Valorosos ministros do Supremo Tribunal Federal (Evandro Lins e Silva, Hermes Lima, Victor Nunes Leal) que se destacavam pela coragem, independência, cultura e fidelidade ao regime democrático, foram exonerados em janeiro de 1969 por decisão do general Costa e Silva, ditada com fundamento no Ato Institucional nº 5/1968. Alguns legítimos representantes do povo brasileiro tiveram seus mandatos e direitos políticos cassados. Rebeldes classificados de subversivos foram presos, torturados e mortos. Guerrilheiros foram exterminados. Cidadãos foram exilados.  
A repulsa aos governos militares cresceu até a passagem do regime autocrático para regime democrático (1988). Sucederam-se, então, governos civis. À medida que aumentavam a desonestidade e a safadeza, crescia também, a cada eleição, a repulsa aos políticos, até a presidencial de 2018, quando os militares, depois de colocarem fora de combate o principal concorrente, retornaram ao poder pelo voto popular. A manobra política foi orquestrada pelo governo dos EUA, incluindo recrutamento de juízes e procuradores federais. Assim como os colonizadores agradavam os índios com bugigangas, o governo estadunidense também agrada os militares brasileiros com a promessa de colocar um general tupiniquim no segundo escalão do Comando Sul dos EUA, conjunto de forças armadas destinado a executar a política de segurança daquele país na América Latina. 

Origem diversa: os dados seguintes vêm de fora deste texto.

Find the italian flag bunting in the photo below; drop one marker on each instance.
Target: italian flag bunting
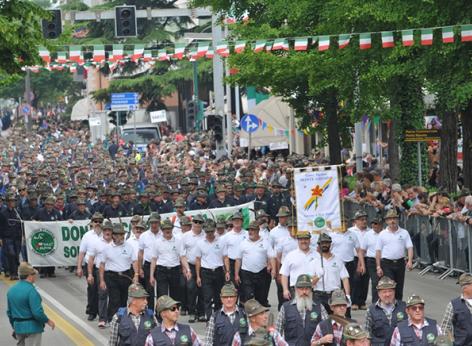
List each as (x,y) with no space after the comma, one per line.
(301,43)
(466,33)
(280,44)
(343,40)
(222,49)
(259,46)
(44,54)
(117,53)
(75,54)
(99,53)
(448,34)
(407,38)
(426,37)
(323,43)
(138,52)
(179,51)
(239,46)
(387,39)
(365,41)
(162,55)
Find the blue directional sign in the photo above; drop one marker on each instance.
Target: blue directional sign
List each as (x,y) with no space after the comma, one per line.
(124,101)
(249,123)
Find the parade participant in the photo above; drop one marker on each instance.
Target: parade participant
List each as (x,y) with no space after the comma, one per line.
(303,260)
(24,308)
(86,243)
(170,332)
(189,244)
(228,320)
(297,319)
(383,316)
(330,331)
(330,273)
(209,269)
(93,277)
(457,319)
(115,274)
(146,245)
(368,247)
(390,252)
(231,242)
(255,266)
(258,318)
(131,325)
(417,329)
(360,280)
(344,246)
(355,335)
(167,263)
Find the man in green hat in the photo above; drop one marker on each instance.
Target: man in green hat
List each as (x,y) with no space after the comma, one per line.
(115,274)
(297,319)
(417,329)
(390,252)
(228,320)
(131,325)
(383,316)
(457,319)
(171,332)
(355,335)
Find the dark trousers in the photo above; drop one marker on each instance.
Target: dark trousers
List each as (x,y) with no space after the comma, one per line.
(12,248)
(117,286)
(212,281)
(92,293)
(395,269)
(371,269)
(254,285)
(168,282)
(359,286)
(147,284)
(194,294)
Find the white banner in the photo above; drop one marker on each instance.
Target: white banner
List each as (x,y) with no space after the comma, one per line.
(57,243)
(317,196)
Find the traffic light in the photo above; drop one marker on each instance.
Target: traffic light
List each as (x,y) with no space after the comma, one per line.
(125,21)
(52,28)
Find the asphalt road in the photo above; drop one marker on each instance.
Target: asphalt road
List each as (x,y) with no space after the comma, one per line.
(64,301)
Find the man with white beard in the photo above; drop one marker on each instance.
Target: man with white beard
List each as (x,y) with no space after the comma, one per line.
(298,318)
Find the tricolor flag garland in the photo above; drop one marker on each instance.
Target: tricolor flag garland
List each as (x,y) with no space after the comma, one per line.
(75,55)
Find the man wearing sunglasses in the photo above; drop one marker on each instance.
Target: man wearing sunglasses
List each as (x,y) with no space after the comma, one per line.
(170,332)
(418,329)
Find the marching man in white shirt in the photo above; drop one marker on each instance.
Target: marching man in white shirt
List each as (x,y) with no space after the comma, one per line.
(210,270)
(166,263)
(255,266)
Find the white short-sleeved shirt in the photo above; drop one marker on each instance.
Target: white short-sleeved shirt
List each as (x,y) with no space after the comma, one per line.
(369,243)
(189,245)
(146,243)
(231,242)
(255,254)
(118,258)
(392,245)
(167,252)
(87,242)
(344,245)
(278,233)
(298,262)
(285,246)
(210,253)
(331,272)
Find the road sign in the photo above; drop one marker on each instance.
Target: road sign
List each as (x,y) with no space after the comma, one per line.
(158,116)
(124,101)
(249,123)
(425,135)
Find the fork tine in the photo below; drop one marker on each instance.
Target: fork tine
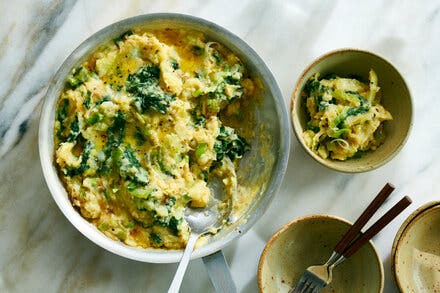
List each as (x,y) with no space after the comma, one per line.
(309,284)
(300,285)
(317,288)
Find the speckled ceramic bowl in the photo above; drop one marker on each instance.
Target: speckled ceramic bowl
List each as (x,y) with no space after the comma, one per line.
(309,241)
(262,168)
(415,257)
(396,98)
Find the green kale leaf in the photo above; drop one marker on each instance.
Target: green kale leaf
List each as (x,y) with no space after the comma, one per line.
(144,86)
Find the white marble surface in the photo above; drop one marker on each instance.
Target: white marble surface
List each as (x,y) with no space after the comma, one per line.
(41,251)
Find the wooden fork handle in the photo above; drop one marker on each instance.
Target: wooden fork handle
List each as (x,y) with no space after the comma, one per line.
(379,225)
(354,230)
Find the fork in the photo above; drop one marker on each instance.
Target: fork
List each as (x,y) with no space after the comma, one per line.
(317,277)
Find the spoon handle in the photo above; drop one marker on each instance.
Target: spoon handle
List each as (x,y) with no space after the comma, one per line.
(181,269)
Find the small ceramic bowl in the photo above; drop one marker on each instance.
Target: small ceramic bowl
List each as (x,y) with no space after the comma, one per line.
(310,241)
(415,257)
(396,99)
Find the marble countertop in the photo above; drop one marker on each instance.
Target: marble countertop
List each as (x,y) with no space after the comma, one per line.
(41,251)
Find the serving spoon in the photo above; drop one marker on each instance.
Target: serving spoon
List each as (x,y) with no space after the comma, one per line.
(201,221)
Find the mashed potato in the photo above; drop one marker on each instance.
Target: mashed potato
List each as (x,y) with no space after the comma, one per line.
(140,131)
(346,117)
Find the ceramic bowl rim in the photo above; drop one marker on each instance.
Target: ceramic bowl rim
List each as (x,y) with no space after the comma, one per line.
(297,129)
(288,225)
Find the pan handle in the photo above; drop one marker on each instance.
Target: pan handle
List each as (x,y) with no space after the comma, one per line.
(219,272)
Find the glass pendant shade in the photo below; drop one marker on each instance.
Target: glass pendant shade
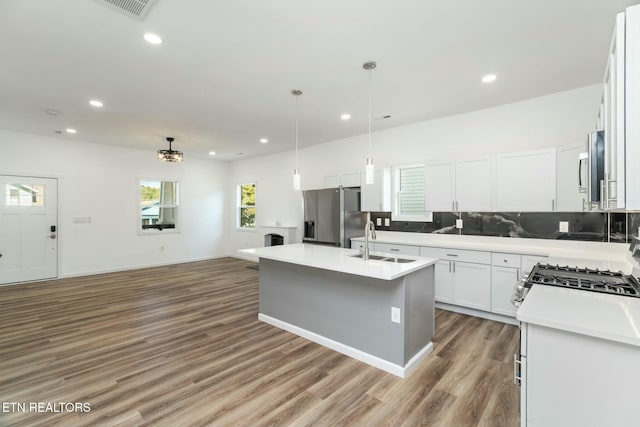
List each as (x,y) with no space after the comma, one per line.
(368,171)
(296,179)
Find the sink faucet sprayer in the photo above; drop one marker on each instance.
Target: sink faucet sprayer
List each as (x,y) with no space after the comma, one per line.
(369,228)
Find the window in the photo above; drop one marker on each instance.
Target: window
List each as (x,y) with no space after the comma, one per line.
(409,194)
(158,205)
(246,206)
(24,195)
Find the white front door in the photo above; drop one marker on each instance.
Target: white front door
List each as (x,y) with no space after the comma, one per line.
(28,228)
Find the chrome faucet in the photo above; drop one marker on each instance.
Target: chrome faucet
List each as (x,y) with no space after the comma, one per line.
(369,228)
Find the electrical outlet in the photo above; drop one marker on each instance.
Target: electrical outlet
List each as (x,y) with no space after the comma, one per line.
(395,314)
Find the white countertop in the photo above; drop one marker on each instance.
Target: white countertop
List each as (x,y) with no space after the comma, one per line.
(558,249)
(340,260)
(610,317)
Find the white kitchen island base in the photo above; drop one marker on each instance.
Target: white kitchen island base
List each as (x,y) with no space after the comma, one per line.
(392,368)
(384,317)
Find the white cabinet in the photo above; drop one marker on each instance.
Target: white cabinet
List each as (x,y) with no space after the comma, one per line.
(619,112)
(529,261)
(526,181)
(376,197)
(439,189)
(503,280)
(473,185)
(459,281)
(460,186)
(346,179)
(569,176)
(443,282)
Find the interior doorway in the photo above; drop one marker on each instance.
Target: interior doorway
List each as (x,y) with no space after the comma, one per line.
(28,228)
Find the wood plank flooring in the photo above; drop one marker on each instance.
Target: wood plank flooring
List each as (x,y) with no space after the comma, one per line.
(181,346)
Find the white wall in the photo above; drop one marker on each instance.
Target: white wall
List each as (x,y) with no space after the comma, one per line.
(551,121)
(101,181)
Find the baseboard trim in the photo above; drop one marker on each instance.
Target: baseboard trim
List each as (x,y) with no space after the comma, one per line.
(376,362)
(138,267)
(477,313)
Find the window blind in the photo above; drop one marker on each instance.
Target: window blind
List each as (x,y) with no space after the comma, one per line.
(411,194)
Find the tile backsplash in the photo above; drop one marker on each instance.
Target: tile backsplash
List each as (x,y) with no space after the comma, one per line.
(585,226)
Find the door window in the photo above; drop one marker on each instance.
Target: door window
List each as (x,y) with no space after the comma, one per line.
(24,195)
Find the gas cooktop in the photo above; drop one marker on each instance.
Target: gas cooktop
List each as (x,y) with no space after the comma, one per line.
(594,280)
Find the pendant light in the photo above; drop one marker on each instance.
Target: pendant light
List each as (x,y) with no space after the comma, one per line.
(296,171)
(368,168)
(170,155)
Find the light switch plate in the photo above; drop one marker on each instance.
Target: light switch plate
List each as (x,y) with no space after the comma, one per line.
(395,314)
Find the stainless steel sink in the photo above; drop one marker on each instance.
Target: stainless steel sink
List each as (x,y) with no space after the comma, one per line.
(385,258)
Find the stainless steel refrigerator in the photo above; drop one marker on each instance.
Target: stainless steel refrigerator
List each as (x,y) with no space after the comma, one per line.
(332,216)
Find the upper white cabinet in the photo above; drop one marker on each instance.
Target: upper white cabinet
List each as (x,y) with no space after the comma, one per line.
(346,179)
(460,186)
(570,175)
(526,181)
(619,114)
(376,197)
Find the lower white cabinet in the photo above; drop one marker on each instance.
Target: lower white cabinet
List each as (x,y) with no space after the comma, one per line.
(472,285)
(463,283)
(444,282)
(503,280)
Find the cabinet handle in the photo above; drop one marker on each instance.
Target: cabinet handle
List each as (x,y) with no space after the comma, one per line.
(517,379)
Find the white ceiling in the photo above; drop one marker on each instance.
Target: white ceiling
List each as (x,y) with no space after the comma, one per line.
(222,78)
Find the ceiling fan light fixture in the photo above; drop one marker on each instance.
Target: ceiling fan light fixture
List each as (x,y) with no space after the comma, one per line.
(170,155)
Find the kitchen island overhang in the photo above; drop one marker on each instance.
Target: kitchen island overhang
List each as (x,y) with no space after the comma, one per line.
(350,305)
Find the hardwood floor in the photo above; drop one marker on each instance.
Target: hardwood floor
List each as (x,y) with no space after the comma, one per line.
(181,345)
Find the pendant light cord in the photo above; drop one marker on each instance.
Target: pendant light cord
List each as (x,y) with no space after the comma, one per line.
(369,90)
(296,132)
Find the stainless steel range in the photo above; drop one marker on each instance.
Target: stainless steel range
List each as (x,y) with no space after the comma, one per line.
(586,279)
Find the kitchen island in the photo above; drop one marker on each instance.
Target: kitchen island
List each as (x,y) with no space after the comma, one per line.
(379,311)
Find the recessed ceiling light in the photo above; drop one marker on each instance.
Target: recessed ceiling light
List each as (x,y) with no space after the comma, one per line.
(153,38)
(489,78)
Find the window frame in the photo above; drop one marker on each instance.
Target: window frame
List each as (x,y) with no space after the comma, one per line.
(239,206)
(396,215)
(177,206)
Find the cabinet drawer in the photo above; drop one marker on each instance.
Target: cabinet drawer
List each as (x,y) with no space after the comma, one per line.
(397,249)
(429,252)
(477,257)
(505,260)
(529,261)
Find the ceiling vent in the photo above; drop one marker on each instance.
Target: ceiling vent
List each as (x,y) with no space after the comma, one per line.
(137,8)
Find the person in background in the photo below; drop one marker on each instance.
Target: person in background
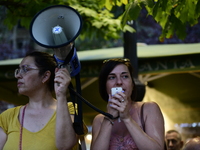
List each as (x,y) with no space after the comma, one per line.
(137,125)
(173,140)
(192,144)
(44,123)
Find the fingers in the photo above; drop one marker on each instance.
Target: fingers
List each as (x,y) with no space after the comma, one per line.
(62,76)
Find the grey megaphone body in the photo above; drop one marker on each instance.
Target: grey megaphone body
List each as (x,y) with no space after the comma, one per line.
(57,27)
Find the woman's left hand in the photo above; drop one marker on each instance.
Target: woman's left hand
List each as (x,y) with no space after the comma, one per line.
(120,103)
(61,81)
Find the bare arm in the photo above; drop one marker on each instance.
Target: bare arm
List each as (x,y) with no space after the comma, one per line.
(3,138)
(101,132)
(65,135)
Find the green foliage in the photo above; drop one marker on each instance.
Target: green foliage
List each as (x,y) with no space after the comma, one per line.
(99,16)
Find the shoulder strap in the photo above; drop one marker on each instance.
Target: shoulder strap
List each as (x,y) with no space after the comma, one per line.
(142,117)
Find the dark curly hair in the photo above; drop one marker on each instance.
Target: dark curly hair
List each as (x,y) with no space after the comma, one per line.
(45,62)
(108,66)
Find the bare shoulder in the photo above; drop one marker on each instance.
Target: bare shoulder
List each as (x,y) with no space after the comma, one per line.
(151,105)
(151,108)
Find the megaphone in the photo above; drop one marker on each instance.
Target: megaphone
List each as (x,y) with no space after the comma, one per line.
(57,27)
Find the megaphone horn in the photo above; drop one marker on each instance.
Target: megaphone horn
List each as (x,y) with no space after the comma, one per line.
(56,26)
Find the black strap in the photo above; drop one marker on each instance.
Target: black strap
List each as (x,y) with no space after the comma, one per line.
(142,117)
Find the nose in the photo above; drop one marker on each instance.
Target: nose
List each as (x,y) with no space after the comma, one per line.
(18,75)
(119,81)
(170,143)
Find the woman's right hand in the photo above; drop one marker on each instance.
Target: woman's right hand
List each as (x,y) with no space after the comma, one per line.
(110,109)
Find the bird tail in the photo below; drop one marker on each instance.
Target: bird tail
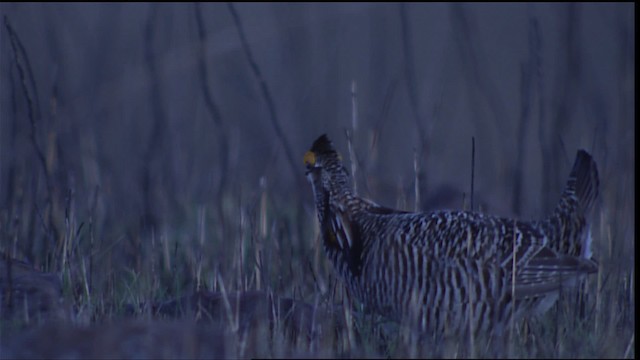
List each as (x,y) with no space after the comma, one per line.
(567,229)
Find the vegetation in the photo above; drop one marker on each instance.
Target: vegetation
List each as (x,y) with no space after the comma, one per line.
(151,204)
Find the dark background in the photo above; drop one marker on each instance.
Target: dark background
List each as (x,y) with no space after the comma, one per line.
(145,115)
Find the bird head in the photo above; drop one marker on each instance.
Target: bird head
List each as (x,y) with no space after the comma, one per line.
(324,165)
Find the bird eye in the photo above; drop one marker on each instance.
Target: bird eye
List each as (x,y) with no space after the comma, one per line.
(309,159)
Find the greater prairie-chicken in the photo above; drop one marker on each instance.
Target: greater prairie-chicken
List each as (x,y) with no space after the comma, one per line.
(451,271)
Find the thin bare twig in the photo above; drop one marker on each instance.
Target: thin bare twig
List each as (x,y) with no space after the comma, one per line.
(409,74)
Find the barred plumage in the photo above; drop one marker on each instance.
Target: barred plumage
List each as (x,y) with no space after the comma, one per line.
(446,268)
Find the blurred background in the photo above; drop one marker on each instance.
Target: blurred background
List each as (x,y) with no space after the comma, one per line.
(142,134)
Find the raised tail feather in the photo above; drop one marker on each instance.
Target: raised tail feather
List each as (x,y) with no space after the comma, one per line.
(568,229)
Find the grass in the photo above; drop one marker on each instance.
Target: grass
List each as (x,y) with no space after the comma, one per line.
(235,268)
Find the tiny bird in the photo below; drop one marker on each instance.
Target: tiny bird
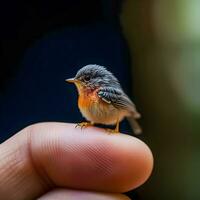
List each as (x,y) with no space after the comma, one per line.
(102,100)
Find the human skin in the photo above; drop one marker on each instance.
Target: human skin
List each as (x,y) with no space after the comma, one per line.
(59,161)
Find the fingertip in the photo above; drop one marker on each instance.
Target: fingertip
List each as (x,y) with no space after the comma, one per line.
(113,162)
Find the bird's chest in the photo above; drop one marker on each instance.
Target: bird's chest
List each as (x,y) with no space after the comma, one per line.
(87,100)
(91,106)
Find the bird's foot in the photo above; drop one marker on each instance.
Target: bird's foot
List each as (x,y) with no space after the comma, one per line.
(112,131)
(84,124)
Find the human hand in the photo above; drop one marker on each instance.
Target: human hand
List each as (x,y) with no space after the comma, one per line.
(57,161)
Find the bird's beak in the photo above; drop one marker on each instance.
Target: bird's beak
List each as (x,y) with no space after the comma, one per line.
(71,80)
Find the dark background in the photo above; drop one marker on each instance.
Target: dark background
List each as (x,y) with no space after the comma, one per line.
(41,44)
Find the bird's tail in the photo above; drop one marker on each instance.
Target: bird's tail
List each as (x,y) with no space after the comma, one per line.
(135,125)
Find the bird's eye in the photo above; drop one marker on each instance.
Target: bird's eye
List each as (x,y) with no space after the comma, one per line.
(87,78)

Enquanto isto, a nação se distrai com as peripécias da família Bolsonaro. Os eleitores escolheram 5 em 1, para governar o Brasil: o marido, a esposa e três filhos. O marido foi internado em hospital quando devia sê-lo em hospício. Incapacitado para governar, o presidente devia ser afastado e o vice-presidente assumir o cargo definitivamente, na forma da Constituição e da lei.